Oh, and two of those eight days occurred in the past two years.
On my street, there was a small stream between parked cars and the curb. On other streets, closer to the water, the situation was far worse. “After four inches of heavy rain fell in an hour, there was mayhem: dozens of water rescues throughout the region, standstill traffic along major highways, bus route cancellations” and thousands of people without power, The Washington Post reported early yesterday. “Several people were rescued from the rooftops of their cars as they climbed out, trying to avoid the water along Canal Road.”
Extreme rain is the new normal, as I’ve written before. Warm air can carry more water than cold air, and climate change has warmed the air. No wonder the number of extreme rainstorms has jumped by roughly one third since the early 1980s, according to one measure.
Is every one of these storms a result of climate change? Of course not. But the trend is. Days like yesterday in Washington — or floods like the ones that the Midwest, Houston, Florida and many other places have endured in recent years — are becoming the very frightening new normal.

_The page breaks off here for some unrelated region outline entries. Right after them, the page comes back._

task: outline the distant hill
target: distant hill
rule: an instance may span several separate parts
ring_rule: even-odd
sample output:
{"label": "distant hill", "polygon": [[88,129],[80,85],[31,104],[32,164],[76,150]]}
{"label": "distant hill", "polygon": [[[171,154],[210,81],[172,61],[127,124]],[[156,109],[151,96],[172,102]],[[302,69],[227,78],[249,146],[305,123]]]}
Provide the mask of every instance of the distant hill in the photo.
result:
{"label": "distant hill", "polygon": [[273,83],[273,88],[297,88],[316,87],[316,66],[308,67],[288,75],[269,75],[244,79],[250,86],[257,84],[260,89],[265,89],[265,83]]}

In response, President Trump has decided to make things worse — by rolling back environmental regulations and making it easier for polluters to pollute more. He is also lying about what his administration is really doing.
Not long after the torrential rain stopped yesterday, Trump gave a speech on his environmental policy, because his political advisers told him the subject is a liability for his re-election campaign. While giving the speech, as Katie Rogers and Coral Davenport of The Times reported, he was “flanked by his two senior environmental officials — one a former lobbyist for the coal industry and the other a former oil lobbyist.”
For more on Trump’s speech
Both Kate Grumke of PBS NewsHour and Rebecca Leber of Mother Jones compare Trump’s misleading statements — on clean air, ocean pollution and more — with his actual record.
The New Republic’s Emily Atkin argues that Trump’s speech is part of Republican lawmakers’ changing rhetoric on climate change. While these politicians once denied climate change outright, they now often try subtler ways of skirting responsibility, Atkin writes: “They admit that climate change is real, and even that humans are responsible — just not humans in America.”
“The fact that Trump is making this sorry attempt to shore up his environmental credentials shows that he sees the writing on the wall,” the Sunrise Movement, a youth-led climate activist group, said yesterday. (Thanks to Grist’s Zoya Teirstein for pointing out the quotation.)